Бабочка, выкованная из стали - Екатерина Николаевна Островская
— А чиновник?
— Чиновник получил условный срок, естественно, никакой конфискации. Правда, судом был назначен какой-то мизерный штраф. Сейчас он в Дубае живет. А может, и не в Дубае. Еще вопросы есть?
— Нет. Спасибо, вы очень помогли следствию.
— Я? — испуганно прошептал в трубку адвокат.
— И про справку о беременности забудьте, — продолжил Игорь. — Я слышал как-то про одну девушку, которая представила студенту морской академии справку о беременности, а тот и вовсе не мог вспомнить, случился ли вообще у них секс, помнил только, что пьяным был. Потом девушка призналась, что врачи ошиблись. Вот так и получается: кто-то ошибается, а вот осадочек все равно остается.
Адвокат молчал в трубочку, а потом сказал своим обычным, очень деловым голосом:
— Я вас понял, обязательно приму к сведению.
Разговор закончился, и говорить больше не хотелось ни о чем. Даже думать не хотелось ни о чем, кроме Лены и произошедшем между ними ночью. Конечно, все случилось внезапно, но если бы не это, то Игорь упустил бы главное, что появилось у него в последнее время и о чем он боялся даже подумать: он упустил бы любовь. Теперь Гончаров уже не сомневался, что любит эту девушку, и, вероятно, уже давно — с того момента, как увидел ее впервые. Но почему-то он старался исключить такую возможность, как будто намеренно уверяя себя в том, что в сорок два года никакой мужчина уже не может любить пылко и страстно, тем более если он подполковник полиции. Но теперь он вспоминал ее образ, ее фигуру и походку, ее лицо и улыбку и то, как пахнет ее тело. И не хотелось думать ни о чем другом… Только о ней — о своей любви.
Включился старенький селектор, и голос секретарши произнес:
— Товарищ подполковник, тут снова адвокат Беседин. Он принес доверенность от задержанной…
— Пусть заходит.
Игорь взял лист бумаги, пробежал глазами короткий текст и написал в левом верхнем углу: Не возражаю. Выдать телефонный аппарат адвокату Беседину Л. С. с соблюдением всех формальностей, — и поставил свою подпись.
Адвокат протянул руку, чтобы забрать доверенность, но Гончаров отодвинул лист на противоположный угол стола.

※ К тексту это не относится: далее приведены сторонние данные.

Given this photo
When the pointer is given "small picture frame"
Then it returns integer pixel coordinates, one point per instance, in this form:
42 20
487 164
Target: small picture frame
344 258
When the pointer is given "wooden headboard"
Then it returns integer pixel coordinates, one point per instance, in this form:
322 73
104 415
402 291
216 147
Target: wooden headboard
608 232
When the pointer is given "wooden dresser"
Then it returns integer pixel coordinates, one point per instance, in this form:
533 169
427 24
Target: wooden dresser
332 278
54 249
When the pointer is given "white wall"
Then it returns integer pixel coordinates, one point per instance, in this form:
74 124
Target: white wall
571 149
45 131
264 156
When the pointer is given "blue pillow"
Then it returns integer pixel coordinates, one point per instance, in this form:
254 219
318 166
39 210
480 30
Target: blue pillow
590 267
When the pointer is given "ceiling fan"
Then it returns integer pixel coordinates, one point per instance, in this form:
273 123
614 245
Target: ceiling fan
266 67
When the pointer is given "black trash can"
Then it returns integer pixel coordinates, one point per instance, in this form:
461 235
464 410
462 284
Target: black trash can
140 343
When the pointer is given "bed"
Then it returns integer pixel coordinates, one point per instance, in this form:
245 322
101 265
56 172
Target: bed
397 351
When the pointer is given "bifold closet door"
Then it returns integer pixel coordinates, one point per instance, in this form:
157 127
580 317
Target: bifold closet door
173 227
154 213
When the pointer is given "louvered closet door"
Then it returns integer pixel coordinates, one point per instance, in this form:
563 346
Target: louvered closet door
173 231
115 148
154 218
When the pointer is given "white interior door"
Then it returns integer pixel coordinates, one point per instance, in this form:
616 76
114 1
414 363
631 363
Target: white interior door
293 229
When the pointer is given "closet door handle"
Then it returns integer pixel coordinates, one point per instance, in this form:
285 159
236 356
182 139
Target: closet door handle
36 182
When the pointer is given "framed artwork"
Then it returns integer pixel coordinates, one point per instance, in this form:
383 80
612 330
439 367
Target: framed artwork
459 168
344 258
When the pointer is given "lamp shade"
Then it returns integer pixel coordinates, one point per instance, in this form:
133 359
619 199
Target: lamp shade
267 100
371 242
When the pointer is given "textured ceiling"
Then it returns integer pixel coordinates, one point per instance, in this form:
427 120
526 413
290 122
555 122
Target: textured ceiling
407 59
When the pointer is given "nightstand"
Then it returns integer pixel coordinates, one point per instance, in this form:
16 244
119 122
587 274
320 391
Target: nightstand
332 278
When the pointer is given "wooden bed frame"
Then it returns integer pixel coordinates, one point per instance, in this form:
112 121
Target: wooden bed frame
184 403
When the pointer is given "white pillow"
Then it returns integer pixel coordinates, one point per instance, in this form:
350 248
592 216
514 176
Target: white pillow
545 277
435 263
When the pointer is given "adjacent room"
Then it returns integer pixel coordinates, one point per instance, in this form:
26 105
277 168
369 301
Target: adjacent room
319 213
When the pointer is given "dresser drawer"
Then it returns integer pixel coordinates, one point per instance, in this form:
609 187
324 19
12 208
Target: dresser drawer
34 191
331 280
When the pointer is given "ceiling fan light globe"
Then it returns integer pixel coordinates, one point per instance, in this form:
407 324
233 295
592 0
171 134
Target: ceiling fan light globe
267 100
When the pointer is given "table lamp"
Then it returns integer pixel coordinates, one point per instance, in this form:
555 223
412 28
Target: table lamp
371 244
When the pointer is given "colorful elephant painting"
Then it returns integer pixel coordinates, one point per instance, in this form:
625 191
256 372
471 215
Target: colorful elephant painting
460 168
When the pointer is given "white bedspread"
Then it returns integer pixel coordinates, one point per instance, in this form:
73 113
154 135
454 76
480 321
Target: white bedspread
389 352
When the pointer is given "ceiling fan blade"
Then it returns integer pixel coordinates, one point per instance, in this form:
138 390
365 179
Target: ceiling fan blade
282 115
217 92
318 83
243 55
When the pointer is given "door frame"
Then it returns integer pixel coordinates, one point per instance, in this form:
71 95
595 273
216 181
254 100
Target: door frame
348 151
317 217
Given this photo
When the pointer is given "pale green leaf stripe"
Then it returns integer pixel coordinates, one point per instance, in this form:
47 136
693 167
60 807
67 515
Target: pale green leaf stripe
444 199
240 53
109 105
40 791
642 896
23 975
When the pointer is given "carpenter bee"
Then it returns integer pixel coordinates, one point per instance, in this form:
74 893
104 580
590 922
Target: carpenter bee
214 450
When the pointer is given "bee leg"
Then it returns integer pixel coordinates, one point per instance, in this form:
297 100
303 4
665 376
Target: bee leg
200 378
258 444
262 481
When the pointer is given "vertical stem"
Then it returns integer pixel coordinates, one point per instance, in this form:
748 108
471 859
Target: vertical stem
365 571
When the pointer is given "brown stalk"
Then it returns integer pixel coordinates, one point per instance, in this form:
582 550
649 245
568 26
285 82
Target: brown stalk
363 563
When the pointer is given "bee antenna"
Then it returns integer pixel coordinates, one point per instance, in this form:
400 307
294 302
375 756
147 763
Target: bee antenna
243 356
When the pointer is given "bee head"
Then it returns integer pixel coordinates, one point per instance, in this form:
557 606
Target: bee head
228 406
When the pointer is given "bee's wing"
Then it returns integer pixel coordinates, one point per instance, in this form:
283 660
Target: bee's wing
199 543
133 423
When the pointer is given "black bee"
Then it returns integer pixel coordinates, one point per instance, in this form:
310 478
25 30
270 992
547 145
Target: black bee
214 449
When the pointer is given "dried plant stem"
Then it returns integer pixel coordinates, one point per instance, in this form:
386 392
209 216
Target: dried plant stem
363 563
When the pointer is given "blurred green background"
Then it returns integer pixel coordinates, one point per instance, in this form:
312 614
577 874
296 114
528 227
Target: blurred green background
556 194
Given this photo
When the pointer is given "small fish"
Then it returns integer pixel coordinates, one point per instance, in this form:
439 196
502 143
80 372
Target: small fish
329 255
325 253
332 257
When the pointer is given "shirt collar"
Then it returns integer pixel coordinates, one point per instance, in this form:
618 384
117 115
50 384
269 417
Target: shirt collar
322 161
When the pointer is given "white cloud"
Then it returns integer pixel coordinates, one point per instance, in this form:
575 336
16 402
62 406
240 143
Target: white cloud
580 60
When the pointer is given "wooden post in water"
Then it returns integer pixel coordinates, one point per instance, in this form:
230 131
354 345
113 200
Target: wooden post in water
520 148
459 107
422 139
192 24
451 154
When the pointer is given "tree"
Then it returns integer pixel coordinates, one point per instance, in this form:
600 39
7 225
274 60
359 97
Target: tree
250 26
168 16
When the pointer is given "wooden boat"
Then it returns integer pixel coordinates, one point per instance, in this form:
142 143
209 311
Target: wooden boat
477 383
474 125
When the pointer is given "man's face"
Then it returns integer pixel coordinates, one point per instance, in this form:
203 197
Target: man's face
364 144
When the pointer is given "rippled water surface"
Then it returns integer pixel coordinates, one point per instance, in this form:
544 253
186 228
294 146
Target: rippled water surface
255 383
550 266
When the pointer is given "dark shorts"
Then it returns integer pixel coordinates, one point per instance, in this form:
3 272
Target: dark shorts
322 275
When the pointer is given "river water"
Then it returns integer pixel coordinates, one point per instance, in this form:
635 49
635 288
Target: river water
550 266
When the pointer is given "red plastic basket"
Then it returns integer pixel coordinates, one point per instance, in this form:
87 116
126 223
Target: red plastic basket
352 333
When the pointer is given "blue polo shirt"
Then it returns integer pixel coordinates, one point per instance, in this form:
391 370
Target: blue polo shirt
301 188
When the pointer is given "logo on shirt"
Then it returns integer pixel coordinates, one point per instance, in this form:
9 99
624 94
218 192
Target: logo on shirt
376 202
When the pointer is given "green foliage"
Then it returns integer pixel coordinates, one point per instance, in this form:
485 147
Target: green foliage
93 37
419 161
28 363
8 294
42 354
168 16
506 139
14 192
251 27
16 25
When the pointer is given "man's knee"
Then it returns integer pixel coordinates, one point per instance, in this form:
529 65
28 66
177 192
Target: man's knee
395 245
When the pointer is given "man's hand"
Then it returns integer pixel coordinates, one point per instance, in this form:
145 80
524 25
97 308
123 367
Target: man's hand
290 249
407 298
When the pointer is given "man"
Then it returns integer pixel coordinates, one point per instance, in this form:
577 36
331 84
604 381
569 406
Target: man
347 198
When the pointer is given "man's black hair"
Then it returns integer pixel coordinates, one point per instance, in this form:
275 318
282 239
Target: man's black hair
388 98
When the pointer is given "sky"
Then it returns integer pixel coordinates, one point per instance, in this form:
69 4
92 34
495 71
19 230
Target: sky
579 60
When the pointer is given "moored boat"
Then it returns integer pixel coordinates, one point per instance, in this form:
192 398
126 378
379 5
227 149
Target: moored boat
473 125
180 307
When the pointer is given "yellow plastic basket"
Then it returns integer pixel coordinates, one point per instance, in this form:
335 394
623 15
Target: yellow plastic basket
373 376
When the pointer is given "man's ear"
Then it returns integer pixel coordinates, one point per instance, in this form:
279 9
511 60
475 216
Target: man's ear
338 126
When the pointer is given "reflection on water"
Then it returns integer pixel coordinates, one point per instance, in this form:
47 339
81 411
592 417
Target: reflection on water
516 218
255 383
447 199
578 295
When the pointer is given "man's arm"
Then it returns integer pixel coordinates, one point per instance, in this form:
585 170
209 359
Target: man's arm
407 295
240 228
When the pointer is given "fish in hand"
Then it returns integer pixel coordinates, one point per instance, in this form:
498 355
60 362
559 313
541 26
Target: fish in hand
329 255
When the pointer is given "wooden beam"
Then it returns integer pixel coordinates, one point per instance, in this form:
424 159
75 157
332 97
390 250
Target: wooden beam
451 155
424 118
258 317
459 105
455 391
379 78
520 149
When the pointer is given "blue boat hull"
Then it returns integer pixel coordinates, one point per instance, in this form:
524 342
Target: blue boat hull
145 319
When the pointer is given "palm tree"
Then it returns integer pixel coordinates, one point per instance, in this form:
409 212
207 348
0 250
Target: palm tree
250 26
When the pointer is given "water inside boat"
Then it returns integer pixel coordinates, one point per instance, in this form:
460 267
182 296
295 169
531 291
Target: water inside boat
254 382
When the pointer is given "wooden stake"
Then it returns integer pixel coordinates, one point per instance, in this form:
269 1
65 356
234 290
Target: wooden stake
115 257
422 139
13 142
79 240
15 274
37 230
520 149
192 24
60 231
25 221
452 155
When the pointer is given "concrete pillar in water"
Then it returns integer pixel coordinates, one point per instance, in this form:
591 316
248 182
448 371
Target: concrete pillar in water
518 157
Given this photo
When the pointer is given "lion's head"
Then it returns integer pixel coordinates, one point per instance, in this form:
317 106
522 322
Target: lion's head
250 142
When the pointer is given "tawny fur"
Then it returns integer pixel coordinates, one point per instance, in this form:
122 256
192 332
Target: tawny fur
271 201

Ларион Семенович поднял на него удивленные глаза, не понимая, что происходит. А Гончаров спросил:
— Случайно, это не от вашей конторы летал в Омск адвокат, чтобы встретиться в СИЗО с бывшим ректором Университета промышленных технологий?
Беседин напрягся и ответил не сразу:
— Это вы о чем?
— О том, что сейчас этой историей заинтересовались на самом высоком уровне.
Теперь Гончаров уже не сомневался, что Лена, когда обратилась в одну из самых известных адвокатских контор, пришла именно к Беседину.
Адвокат обернулся на дверь, почесал кончик носа, нагнулся над столом, чтобы быть поближе к Гончарову, и произнес тихо:
— Там с самого начала на самом высоком уровне. Вы что же думаете, что опера из Омска приехали сюда и задержали в аэропорту уважаемого человека просто так, без приказа очень высокого начальства? Я понял это сразу, отказаться хотел, но Людмила Федосеевна так просила, так просила, что…
— Какая Людмила Федосеевна? — не понял подполковник.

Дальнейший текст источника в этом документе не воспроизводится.